L'étranger une culture, le moins de chance de résonner. Cela semble plausible, et pourtant cela me semble absurde. Pouvons-nous encore nous permettre de prétendre, dans notre monde globalisé, que ce qui se passe en Libye ne nous regarde pas? Comme si les radiations de Fukushima ne menaçaient pas, parce que nous sommes assez loin? Comme si le vendeur de rue qui mendie dans le métro, un perdant, à qui la faute? Même la physique quantique confirme maintenant que tout est connecté à tout et s’influence, qu’aucun événement ne se produit de manière isolée. Ce qui arrive aux autres nous arrive aussi, disent toutes les traditions spirituelles. Mais cette connaissance est apparemment trop abstraite pour la plupart des gens.

Surmonter l'impuissance

Afin de combler le fossé qui sépare l'action de compassion, l'enseignant américain de Zen, Bernie Glassman, et ses camarades de classe mènent la vie des sans-abri pendant quelques jours. Sans argent, et seulement avec les vêtements sur le dos, ils sont préparés à la situation d'insécurité totale, dormir dans le parc ou sous le pont. Selon Glassman, à partir de cette expérience, la compassion et l'action aimante grandissent. Ceux qui ont connu le froid, la faim et le sans-abrisme dans leur propre corps ne peuvent plus indifféremment passer devant des sans-abri, confirment ses étudiants.
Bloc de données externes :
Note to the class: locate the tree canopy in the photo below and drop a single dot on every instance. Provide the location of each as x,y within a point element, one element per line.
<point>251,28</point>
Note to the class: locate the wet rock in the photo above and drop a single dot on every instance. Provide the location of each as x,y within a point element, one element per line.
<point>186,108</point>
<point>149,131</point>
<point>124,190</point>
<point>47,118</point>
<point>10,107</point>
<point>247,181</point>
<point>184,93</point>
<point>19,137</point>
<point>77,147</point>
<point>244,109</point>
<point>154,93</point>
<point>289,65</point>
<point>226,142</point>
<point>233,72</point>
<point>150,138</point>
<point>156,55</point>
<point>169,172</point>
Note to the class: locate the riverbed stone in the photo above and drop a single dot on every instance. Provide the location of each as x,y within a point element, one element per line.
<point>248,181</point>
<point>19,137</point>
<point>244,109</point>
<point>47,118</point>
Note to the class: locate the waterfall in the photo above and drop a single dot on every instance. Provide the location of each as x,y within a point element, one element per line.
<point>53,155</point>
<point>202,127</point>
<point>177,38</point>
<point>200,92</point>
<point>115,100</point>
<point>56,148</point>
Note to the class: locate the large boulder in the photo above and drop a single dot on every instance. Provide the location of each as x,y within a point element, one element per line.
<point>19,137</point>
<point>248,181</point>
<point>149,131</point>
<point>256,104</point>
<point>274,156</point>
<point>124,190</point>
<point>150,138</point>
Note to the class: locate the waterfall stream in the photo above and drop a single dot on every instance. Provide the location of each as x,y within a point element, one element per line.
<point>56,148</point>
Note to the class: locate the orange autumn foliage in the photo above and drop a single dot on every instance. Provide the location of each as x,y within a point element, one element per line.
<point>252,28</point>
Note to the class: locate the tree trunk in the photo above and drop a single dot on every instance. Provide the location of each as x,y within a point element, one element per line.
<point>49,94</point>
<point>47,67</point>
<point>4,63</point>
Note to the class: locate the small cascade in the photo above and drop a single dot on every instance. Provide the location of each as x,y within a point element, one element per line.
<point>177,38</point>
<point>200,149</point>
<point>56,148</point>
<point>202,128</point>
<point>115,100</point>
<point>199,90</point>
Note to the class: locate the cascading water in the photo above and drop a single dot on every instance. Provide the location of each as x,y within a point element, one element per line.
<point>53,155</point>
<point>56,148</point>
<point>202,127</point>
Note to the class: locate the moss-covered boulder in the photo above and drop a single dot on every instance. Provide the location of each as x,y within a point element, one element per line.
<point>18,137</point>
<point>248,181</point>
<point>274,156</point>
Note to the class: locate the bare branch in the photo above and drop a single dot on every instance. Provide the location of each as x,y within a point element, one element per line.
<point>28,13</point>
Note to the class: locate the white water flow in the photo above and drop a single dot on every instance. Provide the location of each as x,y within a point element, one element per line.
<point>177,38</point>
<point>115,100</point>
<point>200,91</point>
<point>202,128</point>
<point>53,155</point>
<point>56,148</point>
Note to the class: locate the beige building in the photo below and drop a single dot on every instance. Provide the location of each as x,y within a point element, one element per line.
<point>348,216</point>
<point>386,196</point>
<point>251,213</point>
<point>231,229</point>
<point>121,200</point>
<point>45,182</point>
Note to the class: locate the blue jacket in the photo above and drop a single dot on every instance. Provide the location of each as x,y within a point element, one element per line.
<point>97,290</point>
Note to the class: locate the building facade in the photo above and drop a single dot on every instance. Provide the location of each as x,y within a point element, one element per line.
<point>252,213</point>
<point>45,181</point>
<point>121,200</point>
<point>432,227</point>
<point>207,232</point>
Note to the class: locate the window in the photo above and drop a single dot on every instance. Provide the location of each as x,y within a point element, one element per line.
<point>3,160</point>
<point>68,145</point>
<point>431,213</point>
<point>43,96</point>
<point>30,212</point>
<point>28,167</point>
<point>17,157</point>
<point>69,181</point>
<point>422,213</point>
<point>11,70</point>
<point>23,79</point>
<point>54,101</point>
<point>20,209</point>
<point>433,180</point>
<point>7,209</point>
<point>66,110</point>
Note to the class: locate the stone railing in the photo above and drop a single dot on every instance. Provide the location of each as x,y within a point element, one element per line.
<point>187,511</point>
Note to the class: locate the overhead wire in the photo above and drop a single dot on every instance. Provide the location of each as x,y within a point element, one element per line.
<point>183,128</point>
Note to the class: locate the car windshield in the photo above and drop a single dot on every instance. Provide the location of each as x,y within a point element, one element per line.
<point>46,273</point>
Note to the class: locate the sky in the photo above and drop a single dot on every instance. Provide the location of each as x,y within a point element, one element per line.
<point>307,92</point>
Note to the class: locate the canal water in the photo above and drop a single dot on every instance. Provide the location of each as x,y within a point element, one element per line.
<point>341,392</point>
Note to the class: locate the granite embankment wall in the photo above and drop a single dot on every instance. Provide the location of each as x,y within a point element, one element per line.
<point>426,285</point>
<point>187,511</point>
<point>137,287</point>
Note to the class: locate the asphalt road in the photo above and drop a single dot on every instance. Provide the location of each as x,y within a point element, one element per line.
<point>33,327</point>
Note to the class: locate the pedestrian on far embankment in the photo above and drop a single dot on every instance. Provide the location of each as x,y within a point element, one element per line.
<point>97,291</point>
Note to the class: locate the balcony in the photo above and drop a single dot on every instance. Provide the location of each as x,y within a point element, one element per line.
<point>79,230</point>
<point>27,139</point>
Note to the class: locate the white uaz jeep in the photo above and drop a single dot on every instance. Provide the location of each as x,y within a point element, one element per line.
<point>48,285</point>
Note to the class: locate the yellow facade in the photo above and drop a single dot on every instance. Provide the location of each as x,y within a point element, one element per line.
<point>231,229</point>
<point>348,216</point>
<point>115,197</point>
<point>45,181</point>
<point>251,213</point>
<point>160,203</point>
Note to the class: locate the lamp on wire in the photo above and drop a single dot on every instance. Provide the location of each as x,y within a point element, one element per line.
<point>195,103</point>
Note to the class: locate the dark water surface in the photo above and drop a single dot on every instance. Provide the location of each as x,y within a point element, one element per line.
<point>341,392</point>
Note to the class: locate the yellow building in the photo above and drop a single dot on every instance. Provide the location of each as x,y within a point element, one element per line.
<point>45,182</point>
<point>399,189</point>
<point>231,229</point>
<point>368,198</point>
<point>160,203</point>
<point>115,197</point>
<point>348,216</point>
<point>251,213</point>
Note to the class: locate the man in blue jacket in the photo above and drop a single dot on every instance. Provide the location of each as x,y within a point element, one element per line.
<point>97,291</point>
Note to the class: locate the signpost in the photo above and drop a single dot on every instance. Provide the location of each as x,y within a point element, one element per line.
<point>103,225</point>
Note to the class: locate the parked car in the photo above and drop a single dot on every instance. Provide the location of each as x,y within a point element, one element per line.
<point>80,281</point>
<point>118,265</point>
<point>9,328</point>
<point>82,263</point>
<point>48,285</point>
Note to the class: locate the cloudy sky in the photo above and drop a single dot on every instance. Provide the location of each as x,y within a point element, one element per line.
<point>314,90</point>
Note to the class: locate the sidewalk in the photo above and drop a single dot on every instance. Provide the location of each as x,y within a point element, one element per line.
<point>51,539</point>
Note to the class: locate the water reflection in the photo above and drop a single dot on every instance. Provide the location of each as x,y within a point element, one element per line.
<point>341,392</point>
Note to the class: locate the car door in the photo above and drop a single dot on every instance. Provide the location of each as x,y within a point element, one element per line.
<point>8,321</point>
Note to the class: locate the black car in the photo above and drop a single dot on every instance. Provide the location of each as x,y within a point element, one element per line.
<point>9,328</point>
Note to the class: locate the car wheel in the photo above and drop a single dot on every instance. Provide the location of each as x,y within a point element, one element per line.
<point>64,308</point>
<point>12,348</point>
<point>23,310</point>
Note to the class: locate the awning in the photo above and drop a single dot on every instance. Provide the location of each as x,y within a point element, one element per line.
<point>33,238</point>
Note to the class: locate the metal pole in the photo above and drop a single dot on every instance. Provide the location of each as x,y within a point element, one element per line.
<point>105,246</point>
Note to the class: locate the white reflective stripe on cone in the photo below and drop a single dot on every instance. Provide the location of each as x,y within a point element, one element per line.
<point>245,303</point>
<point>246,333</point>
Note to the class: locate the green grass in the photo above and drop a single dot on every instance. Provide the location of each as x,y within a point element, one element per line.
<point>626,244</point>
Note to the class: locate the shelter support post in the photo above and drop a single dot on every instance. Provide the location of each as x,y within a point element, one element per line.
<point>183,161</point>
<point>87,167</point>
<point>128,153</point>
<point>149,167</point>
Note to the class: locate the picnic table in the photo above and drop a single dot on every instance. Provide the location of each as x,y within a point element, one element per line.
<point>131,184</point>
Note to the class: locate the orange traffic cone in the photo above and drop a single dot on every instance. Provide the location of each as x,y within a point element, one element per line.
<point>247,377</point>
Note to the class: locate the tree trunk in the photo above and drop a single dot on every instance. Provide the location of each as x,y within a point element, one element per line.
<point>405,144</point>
Je n'ai absolument pas le courage de prendre une mesure aussi radicale. "Il y a aussi des manières plus douces", déclare Barbara von Meibom. Elle est convaincue qu'une attitude de compassion mène naturellement à une action saine. "Je peux faire un don, je peux compter sur l'énergie durable, m'impliquer dans mon quartier, faire du bénévolat et faire ce que je peux, où je suis, en ma capacité, je pense globalement et agis localement, en surmontant les miens" S'évanouir et améliorer le monde. "

30 secondes pour changer le monde — Pauvreté (Avril 2024).